Miss Atomic Bomb, at the St James Theatre, is set in 1952 when nuclear bombs were being tested near Las Vegas, making the area a tourist attraction.
Mark Shenton, in The Stage, said it is "a bomb in almost every way", awarding it just one star.
Daily Mail reviewer Patrick Marmion said it "never really detonates".
'Likeable but lame'
He awarded the show two stars, saying there are "too many story strands", but notes that the cast "toil and labour and travail".
Former Doctor Who star Tate, playing fashion designer Myrna, "makes the best of toe-curling gags" but her comedy skills are "underused".
Shenton said "the satire is lame, the songs desperately derivative", adding: "Though it has been in development for some five years, what has fetched up at the St James still feels like a very early draft."
Despite its original story and score, "its chaotic and formless comic structure lacks purpose, polish and point", and Tate's "impossible accent that veers from Southern drawl to Australia", he wrote.
The Guardian's critic Lyn Gardner described Miss Atomic Bomb as "mildly likable but lame".
Also giving it two stars, she wrote: "There's a kernel of something potentially intelligent and interesting here, particularly on the themes of personal and political betrayal.

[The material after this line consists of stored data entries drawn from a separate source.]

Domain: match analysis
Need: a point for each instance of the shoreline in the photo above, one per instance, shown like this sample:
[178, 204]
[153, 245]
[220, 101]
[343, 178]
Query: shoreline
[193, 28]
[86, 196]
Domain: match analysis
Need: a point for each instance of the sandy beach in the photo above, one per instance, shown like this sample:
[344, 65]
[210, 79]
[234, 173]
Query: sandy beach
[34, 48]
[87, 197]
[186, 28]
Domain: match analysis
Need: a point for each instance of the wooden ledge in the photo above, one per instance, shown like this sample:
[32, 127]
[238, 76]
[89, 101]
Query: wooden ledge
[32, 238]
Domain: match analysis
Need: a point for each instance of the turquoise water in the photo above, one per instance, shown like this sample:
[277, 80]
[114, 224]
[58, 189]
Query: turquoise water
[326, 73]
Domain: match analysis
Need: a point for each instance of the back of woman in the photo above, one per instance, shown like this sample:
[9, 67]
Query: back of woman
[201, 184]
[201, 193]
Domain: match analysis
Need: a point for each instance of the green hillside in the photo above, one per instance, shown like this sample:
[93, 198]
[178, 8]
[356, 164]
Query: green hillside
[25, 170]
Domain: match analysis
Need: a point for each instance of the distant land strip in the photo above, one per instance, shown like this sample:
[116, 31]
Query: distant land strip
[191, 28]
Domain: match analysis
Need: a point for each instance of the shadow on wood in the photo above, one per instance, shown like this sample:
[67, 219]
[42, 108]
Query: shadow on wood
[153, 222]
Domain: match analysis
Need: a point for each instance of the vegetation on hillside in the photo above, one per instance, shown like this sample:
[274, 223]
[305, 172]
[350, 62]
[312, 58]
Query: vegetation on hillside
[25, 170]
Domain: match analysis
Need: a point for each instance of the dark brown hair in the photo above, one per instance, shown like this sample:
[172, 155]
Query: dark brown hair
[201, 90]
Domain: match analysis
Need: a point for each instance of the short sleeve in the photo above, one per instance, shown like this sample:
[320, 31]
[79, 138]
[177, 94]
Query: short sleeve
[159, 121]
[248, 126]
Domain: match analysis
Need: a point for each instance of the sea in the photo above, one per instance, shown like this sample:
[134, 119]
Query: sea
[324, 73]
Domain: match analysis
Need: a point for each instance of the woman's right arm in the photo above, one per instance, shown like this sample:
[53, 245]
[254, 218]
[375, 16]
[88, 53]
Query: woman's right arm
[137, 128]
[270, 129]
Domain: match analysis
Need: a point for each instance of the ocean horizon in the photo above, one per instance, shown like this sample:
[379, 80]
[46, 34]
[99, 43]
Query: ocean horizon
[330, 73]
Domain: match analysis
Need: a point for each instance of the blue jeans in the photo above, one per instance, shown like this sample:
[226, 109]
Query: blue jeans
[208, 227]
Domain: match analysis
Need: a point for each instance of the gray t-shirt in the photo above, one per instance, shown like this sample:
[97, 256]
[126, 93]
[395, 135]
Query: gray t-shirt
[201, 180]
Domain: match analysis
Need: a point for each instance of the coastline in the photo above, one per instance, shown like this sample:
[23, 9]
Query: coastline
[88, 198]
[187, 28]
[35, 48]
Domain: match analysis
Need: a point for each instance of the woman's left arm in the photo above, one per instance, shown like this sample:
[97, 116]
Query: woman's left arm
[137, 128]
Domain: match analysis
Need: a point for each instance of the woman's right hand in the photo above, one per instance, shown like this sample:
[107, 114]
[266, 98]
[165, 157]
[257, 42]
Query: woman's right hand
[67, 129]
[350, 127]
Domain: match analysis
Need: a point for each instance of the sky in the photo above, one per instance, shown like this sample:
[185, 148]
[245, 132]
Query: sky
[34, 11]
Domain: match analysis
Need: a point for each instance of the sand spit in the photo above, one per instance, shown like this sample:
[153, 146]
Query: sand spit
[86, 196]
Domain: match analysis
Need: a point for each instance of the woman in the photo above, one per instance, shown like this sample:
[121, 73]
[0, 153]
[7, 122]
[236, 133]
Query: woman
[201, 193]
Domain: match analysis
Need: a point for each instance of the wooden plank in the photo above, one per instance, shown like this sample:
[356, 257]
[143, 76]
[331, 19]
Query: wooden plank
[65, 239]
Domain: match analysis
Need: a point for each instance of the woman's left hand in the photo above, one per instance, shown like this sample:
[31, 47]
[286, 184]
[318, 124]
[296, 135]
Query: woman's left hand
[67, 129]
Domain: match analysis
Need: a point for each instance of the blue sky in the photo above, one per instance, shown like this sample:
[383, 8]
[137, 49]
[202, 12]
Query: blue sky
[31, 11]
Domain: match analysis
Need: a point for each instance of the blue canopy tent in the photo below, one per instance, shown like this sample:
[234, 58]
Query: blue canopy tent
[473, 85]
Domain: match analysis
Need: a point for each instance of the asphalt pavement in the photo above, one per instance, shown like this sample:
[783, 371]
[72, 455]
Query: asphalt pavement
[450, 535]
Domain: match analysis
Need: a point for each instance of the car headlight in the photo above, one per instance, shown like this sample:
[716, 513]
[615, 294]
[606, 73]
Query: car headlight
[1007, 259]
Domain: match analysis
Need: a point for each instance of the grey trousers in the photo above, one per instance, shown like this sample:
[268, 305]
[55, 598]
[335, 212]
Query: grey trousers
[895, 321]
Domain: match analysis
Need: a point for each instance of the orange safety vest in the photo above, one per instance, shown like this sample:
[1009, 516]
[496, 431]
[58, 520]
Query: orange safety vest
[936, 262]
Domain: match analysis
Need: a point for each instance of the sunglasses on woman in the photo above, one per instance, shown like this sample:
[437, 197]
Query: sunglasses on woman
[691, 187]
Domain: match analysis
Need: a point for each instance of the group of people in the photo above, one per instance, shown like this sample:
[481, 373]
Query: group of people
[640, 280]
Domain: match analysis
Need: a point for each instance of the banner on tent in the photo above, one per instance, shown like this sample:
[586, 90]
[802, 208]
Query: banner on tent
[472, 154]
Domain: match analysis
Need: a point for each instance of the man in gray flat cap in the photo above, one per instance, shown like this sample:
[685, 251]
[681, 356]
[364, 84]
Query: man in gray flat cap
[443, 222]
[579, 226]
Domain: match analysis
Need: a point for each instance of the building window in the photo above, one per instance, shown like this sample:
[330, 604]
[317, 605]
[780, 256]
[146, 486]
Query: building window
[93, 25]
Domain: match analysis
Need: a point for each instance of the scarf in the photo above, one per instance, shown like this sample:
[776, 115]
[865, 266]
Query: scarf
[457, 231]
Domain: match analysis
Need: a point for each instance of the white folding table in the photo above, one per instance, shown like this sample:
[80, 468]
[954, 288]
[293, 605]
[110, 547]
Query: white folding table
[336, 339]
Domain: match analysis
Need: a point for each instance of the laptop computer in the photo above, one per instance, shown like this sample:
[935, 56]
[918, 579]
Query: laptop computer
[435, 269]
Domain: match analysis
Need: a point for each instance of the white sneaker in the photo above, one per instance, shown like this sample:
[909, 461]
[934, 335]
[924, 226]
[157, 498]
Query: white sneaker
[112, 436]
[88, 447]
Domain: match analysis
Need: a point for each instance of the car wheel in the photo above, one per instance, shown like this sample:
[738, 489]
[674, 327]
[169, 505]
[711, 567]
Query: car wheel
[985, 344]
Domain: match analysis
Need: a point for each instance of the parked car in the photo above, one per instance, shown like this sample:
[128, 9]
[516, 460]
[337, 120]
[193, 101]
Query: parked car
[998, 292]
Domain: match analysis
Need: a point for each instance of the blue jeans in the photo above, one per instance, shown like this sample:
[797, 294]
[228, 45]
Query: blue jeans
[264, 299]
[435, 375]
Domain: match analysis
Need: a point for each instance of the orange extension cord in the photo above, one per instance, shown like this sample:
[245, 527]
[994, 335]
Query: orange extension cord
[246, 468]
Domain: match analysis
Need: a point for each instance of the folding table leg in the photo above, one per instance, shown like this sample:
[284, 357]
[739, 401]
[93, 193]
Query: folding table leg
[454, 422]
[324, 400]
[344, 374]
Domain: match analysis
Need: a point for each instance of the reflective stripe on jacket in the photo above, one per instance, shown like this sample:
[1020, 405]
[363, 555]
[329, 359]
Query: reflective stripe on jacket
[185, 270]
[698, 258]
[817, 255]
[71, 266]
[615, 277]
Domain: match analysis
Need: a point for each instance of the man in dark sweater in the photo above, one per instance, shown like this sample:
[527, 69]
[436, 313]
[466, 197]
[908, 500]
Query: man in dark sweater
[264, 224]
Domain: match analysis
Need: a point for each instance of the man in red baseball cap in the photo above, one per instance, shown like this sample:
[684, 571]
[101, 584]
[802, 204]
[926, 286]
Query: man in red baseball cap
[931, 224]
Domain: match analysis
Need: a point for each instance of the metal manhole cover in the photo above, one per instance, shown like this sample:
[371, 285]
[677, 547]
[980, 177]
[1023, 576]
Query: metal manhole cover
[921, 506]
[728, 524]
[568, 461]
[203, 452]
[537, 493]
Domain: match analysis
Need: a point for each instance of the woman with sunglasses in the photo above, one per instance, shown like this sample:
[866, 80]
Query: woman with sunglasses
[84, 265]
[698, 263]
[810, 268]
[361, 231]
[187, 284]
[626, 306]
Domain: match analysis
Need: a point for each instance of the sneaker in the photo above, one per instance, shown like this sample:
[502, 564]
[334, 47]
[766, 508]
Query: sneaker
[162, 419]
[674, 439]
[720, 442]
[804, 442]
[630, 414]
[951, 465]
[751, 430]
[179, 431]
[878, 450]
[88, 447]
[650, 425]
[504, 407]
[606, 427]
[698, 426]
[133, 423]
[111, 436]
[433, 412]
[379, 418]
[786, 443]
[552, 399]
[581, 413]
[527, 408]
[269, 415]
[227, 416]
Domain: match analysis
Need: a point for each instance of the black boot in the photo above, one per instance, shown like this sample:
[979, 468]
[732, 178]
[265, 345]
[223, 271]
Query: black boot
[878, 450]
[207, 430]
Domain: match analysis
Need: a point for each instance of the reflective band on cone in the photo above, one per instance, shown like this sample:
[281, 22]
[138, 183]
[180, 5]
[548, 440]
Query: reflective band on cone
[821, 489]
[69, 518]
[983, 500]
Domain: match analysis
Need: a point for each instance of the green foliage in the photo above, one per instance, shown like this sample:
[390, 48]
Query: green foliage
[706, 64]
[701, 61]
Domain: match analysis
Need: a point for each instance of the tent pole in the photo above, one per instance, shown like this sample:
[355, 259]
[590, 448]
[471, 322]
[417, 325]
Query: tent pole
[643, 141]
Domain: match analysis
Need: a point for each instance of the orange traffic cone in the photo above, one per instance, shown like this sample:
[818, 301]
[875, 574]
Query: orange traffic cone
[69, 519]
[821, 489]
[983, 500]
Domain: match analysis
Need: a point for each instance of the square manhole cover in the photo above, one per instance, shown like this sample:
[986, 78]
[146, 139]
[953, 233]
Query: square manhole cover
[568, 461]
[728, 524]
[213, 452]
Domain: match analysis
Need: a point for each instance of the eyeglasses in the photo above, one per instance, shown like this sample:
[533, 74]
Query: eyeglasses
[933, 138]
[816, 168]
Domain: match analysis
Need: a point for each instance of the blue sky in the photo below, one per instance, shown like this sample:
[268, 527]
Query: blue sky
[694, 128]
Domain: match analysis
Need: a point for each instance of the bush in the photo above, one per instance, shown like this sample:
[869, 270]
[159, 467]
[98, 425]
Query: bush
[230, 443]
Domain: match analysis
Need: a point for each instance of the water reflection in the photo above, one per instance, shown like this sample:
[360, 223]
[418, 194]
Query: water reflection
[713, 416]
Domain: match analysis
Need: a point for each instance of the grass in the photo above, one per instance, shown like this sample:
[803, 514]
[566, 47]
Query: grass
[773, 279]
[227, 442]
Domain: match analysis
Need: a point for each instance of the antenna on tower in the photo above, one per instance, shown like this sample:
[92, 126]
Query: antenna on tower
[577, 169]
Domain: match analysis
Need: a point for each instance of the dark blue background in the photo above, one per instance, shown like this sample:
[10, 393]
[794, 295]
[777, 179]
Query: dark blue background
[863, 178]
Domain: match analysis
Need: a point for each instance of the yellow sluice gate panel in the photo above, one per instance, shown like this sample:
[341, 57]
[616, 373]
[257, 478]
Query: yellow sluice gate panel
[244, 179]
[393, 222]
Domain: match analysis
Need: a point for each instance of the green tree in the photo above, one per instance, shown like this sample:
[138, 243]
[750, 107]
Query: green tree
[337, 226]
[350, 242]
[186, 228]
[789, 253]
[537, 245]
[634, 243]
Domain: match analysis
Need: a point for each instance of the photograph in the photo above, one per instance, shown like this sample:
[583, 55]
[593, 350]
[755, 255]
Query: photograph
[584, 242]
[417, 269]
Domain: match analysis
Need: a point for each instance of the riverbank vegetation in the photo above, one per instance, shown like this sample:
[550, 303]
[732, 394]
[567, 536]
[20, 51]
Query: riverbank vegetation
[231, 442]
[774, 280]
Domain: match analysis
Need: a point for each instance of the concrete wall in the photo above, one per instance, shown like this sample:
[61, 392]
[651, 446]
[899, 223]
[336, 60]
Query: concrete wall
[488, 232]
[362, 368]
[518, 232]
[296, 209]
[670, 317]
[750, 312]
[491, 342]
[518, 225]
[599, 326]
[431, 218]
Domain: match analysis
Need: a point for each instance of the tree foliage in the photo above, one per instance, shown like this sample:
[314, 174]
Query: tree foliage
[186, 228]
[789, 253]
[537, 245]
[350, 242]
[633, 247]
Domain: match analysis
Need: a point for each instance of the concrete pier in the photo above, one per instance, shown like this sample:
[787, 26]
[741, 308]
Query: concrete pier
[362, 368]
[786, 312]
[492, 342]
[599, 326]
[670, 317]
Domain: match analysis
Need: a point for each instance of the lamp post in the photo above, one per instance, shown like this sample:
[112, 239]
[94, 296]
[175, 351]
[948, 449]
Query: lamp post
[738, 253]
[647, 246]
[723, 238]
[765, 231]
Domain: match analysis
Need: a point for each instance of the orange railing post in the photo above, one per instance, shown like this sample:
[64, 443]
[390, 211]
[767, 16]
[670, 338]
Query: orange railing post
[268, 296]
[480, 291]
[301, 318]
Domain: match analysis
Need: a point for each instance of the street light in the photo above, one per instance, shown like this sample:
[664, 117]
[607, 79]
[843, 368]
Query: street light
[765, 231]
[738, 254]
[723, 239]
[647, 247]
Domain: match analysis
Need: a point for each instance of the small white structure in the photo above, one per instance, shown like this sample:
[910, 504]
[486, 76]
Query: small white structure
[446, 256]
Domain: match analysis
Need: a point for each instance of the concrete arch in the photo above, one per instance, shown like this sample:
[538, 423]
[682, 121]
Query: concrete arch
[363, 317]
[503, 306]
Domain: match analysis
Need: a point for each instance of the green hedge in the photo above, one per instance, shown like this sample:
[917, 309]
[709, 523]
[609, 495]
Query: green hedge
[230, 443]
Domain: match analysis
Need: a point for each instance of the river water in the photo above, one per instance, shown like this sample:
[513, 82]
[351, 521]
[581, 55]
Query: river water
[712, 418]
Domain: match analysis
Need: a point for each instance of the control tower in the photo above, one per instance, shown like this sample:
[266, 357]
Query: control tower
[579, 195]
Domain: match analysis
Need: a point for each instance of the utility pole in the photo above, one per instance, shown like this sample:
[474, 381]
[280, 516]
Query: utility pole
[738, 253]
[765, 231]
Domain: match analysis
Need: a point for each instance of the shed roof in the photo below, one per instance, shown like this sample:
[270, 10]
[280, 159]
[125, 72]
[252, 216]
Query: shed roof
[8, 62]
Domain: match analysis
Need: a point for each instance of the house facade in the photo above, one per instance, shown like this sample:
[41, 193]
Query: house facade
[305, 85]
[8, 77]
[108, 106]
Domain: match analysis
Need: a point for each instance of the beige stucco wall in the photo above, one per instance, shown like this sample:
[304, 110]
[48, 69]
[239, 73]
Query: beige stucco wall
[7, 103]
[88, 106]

"But the show goes for a 1950s screwball comedy style and misses it not just by a mile but by an entire exclusion zone."
Tate stars alongside Simon Lipkin, with whom she appeared in Stephen Sondheim's Assassins at the Menier Chocolate Factory.
He plays hotel manager Lou, who is looking to cash in on the tourist boom as the city waits to see who will be crowned the beauty queen in the Miss Atomic Bomb pageant, based on contests that took part at the time.
Dean John Wilson, set to star in Disney's Aladdin in the West End later this year, stars as soldier Joey, alongside Florence Andrews, who plays Myrna's friend, farm girl Candy.
Holly Williams, in the Independent, said the musical has an "audaciously daft plot" with a "cartoonish cast".
She described it as a "slick show, with plenty of pizzazz and some fun performances", but concluded it was "thin fare".
Michael Coveney, writing for What's on Stage, said the musical is "curiously flat, unfunny and flair-free", also giving it two stars.
"The songs have no zing or provenance and sound as though they've been made on a computer, or compiled on a 'how to write a song' study course; there's not a single moment of lift-off, melodic surprise or harmonic twist from start to finish," he writes. "Aha - maybe that's a result of the radiation emanating from the Nevada desert."
But Dominic Cavendish writes in the Telegraph that, although "bonkers", the musical is "enjoyably macabre", giving a three-star review.
"Those with sophisticated tastes should probably run for the hills and not look back," he said. "But even though it's overlong, I have to confess to experiencing a steady rumble of grudging admiration that often erupted into outright laughter."
And Benjamin McDonald, writing in the Gay Times, gave it four stars, saying it "provides a much needed explosion of originality in London's theatre district".
He praised Tate, saying she "proves she has the strong vocal ability to match her impeccable comic timing" but says Andrews steals the spotlight with her "magnetic charm".
The musical, co-directed by Bill Deamer and Adam Long, is at the St James Theatre until 9 April.